Selon le Haut-Commissaire, cette rhétorique de haine s'est notamment traduite par la paralysie au niveau des politiques publiques et la décision de certain pays de fermer leurs frontières.
« Les organisations humanitaires comme la mienne sont donc contraintes d'en subir les conséquences, tout en faisant leur possible pour sauver des vies humaines avec des budgets limités », a-t-il dit.
Une lueur d'espoir
« Il y a cependant une lueur d'espoir », a déclaré M. Grandi. « Contrairement aux discours incendiaires relayés régulièrement par les médias, nous avons souvent été les témoins d'une immense générosité de la part des communautés d'accueil, de particuliers et de familles qui ont ouvert leurs maisons ».

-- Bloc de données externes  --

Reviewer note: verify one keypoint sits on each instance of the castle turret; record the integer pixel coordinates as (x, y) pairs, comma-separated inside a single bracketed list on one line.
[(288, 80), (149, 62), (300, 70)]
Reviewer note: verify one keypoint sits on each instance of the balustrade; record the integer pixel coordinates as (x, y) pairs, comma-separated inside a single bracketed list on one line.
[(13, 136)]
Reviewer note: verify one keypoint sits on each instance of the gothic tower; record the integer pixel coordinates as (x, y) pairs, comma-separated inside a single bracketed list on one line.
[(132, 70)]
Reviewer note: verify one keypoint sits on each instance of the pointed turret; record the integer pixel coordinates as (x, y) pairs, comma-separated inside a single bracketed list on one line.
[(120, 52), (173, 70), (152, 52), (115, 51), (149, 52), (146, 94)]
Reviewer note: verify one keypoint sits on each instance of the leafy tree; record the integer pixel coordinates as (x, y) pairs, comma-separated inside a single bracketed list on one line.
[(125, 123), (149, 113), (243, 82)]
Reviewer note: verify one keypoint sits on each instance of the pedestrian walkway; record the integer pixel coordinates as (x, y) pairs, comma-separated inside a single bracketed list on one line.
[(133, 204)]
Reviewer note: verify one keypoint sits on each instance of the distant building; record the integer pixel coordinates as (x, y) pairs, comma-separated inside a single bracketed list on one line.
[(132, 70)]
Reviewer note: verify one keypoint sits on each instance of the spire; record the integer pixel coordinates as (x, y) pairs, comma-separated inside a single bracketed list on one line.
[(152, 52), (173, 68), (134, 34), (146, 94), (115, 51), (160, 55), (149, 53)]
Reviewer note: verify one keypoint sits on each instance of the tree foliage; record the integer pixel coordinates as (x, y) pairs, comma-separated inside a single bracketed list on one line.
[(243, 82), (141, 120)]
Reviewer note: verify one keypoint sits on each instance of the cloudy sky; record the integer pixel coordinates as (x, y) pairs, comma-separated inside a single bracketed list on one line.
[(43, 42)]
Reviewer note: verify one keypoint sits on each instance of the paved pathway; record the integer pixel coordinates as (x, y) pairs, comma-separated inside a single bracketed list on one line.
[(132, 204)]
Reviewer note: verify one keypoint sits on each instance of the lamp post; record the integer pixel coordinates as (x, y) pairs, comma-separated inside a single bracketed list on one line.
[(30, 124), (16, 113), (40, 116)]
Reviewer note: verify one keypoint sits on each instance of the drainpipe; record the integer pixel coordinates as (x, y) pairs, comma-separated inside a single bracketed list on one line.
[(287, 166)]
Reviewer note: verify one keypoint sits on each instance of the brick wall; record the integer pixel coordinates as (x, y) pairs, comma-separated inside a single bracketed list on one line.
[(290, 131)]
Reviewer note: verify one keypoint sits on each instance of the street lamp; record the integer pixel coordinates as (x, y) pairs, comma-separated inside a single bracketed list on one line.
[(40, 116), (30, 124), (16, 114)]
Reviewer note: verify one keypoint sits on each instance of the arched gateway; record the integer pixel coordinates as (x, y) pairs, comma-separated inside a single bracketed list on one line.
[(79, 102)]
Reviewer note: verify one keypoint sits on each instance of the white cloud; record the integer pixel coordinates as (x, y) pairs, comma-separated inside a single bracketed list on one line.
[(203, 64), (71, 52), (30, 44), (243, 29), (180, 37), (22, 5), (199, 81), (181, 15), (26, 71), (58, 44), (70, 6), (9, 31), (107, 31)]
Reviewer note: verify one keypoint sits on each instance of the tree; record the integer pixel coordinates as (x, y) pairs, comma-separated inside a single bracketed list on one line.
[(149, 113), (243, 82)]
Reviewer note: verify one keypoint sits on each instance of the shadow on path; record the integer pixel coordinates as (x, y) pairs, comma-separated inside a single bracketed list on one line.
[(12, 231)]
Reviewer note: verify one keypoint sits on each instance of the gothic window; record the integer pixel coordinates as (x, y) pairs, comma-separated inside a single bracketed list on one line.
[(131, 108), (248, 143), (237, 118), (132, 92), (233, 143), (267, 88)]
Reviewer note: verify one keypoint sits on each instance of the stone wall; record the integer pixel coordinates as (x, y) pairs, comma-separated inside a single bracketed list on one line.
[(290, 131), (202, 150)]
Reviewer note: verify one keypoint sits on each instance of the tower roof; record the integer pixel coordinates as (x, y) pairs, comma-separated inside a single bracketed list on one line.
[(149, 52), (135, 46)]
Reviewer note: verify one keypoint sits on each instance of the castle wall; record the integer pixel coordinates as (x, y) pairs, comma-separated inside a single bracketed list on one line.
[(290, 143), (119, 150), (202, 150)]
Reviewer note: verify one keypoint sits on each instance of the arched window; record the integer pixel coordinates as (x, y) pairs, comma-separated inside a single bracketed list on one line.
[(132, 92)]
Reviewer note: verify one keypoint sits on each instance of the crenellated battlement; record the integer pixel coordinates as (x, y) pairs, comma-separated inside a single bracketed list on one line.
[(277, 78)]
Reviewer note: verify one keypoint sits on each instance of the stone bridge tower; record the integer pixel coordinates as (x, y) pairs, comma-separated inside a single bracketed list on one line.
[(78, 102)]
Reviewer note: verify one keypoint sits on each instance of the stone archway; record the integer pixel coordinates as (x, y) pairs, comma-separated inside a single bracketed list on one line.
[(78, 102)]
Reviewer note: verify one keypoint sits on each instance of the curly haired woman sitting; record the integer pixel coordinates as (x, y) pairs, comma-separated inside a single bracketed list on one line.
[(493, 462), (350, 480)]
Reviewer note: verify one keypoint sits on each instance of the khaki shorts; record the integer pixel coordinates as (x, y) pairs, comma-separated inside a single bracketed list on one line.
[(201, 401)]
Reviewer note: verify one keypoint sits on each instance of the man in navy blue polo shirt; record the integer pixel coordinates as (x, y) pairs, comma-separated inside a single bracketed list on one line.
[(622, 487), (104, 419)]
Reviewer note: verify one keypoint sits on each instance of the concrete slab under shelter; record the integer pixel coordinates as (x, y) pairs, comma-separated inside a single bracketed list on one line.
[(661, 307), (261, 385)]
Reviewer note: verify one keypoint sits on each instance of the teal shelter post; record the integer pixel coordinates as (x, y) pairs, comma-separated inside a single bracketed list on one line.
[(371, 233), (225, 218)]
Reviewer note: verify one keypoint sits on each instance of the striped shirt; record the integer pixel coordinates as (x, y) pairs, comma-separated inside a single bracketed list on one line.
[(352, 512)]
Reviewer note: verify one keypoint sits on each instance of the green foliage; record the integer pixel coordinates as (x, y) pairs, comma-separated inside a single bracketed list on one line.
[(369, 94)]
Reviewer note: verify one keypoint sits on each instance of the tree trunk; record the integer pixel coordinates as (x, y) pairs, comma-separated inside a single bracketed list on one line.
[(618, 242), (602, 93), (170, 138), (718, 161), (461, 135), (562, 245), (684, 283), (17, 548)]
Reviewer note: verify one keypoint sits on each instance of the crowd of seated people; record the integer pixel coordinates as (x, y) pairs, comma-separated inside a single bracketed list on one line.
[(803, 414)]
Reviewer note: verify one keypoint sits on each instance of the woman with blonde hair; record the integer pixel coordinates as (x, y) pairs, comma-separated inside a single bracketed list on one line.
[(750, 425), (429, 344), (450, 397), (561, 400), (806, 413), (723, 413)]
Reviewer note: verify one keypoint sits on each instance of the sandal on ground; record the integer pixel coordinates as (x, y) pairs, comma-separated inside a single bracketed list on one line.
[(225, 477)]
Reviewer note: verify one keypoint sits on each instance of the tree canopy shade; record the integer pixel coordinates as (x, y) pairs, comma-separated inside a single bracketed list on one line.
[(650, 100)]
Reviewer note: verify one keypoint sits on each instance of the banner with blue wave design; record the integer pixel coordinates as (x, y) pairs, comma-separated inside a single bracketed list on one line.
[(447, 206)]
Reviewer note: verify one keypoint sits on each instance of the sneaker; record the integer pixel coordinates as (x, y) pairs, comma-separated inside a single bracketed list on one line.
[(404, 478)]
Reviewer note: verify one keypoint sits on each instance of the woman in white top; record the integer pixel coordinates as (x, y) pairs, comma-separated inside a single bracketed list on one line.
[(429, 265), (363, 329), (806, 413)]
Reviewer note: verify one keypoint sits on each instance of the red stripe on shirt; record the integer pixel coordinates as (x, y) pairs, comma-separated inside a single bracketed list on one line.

Faisant écho aux propos du Haut-Commissaire, le Secrétaire général a également noté dans son message que, depuis environ un an, de nombreux pays et régions font preuve d'un « extraordinaire élan de compassion et de solidarité ».
Il a également noté que des États ayant déjà un grand nombre de réfugiés sur leur territoire ont réservé un bon accueil aux nouveaux arrivants.
« Il est urgent de suivre les bons exemples et de les reproduire à plus grande échelle », a-t-il dit, ajoutant que l'action à l'égard des réfugiés doit reposer sur nos valeurs communes de partage des responsabilités et de non-discrimination, ainsi que sur les droits de l'homme et le droit international des réfugiés, y compris le principe de non-refoulement.
A cette fin, M. Ban a mentionné la réunion de haut niveau sur la gestion des déplacements massifs de réfugiés et de migrants, qui se tiendra à son initiative le 19 septembre prochain à l'Assemblée générale des Nations Unies. L'objectif de cette réunion sera de faire en sorte que les Etats membres s'accordent sur un pacte mondial fondé sur la volonté d'agir collectivement et de mieux partager les responsabilités.
« Nous devons faire bloc avec les millions d'hommes, de femmes et d'enfants qui fuient leur foyer chaque année, pour veiller à ce que leurs droits et leur dignité soient protégés, où qu'ils se trouvent, et placer la solidarité et la compassion au cœur de notre action collective », a dit le chef de l'ONU.